Bar Harbor, ME

From our Library: Andrew Carnegie, by David Nasaw

February 7, 2019 by Stephen Coston

Bar Harbor has so much to offer in the way of natural beauty and outdoor activity that it is hard for us to honestly suggest that visitors ought to spend much time indoors, but one who spends the better part of the day hiking or biking or kayaking does require some degree of rest.  For such occasions we keep a number of books on hand (not to mention many cozy places to enjoy them!), and one we suggest might be of particular interest to our guests is David Nasaw’s account of Andrew Carnegie.  At about 800 pages in length the book is somewhat of an undertaking, however it is broken up into 42 chapters which can be picked at individually–for example, several chapters provide a look at the issue of labor relations during a formative period of the industrial economy, while a later chapter details the transaction that created US Steel, the world’s first billion-dollar company, and briefly made Carnegie the wealthiest person alive (he was soon overtaken by John D. Rockefeller, whose family’s donations of land comprise much of Acadia National Park).  Additionally, those interested in Carnegie’s philanthropic ventures will find a great deal of insight into his motives and manner of giving.  Somehow Carnegie managed to give away nearly all his money in his own lifetime–rather a tall task, as his assets amounted to something of rough equivalence to a few hundred billion 2019 dollars.

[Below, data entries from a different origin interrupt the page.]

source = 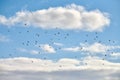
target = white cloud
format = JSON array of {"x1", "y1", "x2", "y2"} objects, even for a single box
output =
[
  {"x1": 41, "y1": 44, "x2": 56, "y2": 53},
  {"x1": 0, "y1": 4, "x2": 110, "y2": 31},
  {"x1": 0, "y1": 34, "x2": 10, "y2": 42},
  {"x1": 18, "y1": 48, "x2": 39, "y2": 54},
  {"x1": 53, "y1": 42, "x2": 63, "y2": 46},
  {"x1": 0, "y1": 57, "x2": 120, "y2": 80},
  {"x1": 0, "y1": 57, "x2": 120, "y2": 72},
  {"x1": 110, "y1": 52, "x2": 120, "y2": 57},
  {"x1": 63, "y1": 42, "x2": 120, "y2": 53}
]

We think it’s always enriching for travelers to read about those subjects with connections to the local area, so it is worthy of note that Carnegie was good friends with James G. Blaine, probably the most influential politician in Maine’s history.  Blaine’s political career began rather humbly in the Maine House of Representatives and yet he very nearly won the presidency in 1884, losing the election narrowly to Grover Cleveland of New York.  Carnegie was a master of cultivating key relationships in the context of his business ventures so it’s no surprise he took a liking to a politician as influential and well connected as Blaine, who served as Secretary of State under three different Presidents.  Carnegie was a world traveler and visited Blaine in Bar Harbor, where Blaine owned the palatial Stanwood Cottage, which once stood only a mile or two from The Inn on Mount Desert.